In the 4D medical world, Organovo Holdings Inc. (NYSE MKT: ONVO) appears to be off to a good start. They've got a number of bioprinting projects centered around functional human tissue, including a liver product that's planned for 2014. I believe the company will quickly branch into tumor modeling, transplantation, and pharma research.
There's also the ExOne Co. (Nasdaq: XONE). It develops, manufactures, and sells 3D printing machines around the world with an emphasis in the aerospace, automotive, and energy sectors that Tibbets called out as immediate beneficiaries.

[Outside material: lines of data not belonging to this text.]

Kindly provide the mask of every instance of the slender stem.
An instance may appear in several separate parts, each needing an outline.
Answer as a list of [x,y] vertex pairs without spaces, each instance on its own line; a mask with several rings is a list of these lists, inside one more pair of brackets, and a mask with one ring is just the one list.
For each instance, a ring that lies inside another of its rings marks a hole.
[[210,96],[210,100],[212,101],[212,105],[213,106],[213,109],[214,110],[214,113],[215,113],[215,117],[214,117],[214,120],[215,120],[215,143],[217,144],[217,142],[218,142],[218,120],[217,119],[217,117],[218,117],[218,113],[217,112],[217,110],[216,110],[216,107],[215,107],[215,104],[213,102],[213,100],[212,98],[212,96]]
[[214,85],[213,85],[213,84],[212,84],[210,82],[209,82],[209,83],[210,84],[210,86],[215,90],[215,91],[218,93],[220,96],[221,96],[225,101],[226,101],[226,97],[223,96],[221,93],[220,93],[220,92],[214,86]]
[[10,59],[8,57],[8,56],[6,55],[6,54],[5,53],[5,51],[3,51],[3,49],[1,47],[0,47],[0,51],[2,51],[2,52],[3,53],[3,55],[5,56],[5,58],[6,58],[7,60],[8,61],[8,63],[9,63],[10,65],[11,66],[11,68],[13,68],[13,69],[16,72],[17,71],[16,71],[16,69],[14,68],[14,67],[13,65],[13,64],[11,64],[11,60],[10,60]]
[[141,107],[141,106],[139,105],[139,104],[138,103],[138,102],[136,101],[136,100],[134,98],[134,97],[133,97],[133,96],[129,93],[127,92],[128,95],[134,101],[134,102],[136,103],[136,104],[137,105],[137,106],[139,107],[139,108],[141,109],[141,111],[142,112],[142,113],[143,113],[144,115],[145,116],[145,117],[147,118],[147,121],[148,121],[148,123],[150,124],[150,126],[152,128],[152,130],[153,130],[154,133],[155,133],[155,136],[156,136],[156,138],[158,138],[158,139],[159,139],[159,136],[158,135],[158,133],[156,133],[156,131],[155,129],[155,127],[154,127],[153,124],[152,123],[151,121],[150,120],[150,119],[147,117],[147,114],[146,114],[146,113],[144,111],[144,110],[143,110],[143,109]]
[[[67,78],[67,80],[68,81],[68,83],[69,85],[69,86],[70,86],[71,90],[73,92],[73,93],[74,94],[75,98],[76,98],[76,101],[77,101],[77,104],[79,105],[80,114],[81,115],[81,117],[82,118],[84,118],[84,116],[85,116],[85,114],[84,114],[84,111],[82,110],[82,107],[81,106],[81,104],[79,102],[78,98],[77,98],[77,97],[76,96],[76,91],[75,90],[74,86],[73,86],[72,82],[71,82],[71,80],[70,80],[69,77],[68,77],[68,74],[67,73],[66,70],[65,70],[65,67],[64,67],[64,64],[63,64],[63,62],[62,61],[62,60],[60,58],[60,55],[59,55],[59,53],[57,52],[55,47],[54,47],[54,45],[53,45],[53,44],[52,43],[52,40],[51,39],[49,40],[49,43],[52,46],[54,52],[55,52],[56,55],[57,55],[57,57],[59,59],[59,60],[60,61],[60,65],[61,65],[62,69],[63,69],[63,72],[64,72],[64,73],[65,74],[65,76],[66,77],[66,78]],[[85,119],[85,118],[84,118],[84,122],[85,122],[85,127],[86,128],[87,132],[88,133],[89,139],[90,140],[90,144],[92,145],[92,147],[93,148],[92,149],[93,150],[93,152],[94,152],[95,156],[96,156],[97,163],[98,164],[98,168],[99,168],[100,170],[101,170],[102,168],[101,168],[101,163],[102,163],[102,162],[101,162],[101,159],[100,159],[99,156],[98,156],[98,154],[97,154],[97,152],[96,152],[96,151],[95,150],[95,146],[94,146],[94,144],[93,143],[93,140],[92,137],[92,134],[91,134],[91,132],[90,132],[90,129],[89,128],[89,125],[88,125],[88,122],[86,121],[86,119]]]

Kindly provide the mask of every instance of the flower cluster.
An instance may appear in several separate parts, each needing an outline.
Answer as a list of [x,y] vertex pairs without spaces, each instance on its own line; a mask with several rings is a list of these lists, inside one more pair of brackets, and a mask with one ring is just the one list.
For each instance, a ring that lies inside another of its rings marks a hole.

3D Systems Corp. (NYSE: DDD) is another player but one that is very expensive considering its PE is 134 as I write this. It's also a growing short magnet, meaning that momentum traders seem to be assembling increasingly bearish positions. According to Yahoo!Finance, for example, the AdvisorShares Ranger Equity Bear ETF (NYSE Arca: HDGE) holds a 1% position. Also according to Yahoo!Finance, 32.5% of float is sold short as of Sept. 30, which is significant considering that 65.7% are institutions or insiders.
And finally, there's good ol' Hewlett-Packard Co. (NYSE: HPQ). Rumors are flying that the company is going to enter the 3D printing market next year. While this may be great for 3D consumers and print fanatics, I have a hard time envisioning the company making the jump to 4D. Still, the 2.5% dividend may be compelling enough to justify playing around the edges here.
Now if only I could figure out a way to print money like Bernanke has.
Perhaps he already has a 4D printer, though, judging from the amount of self-assembled hot air in Washington at the moment.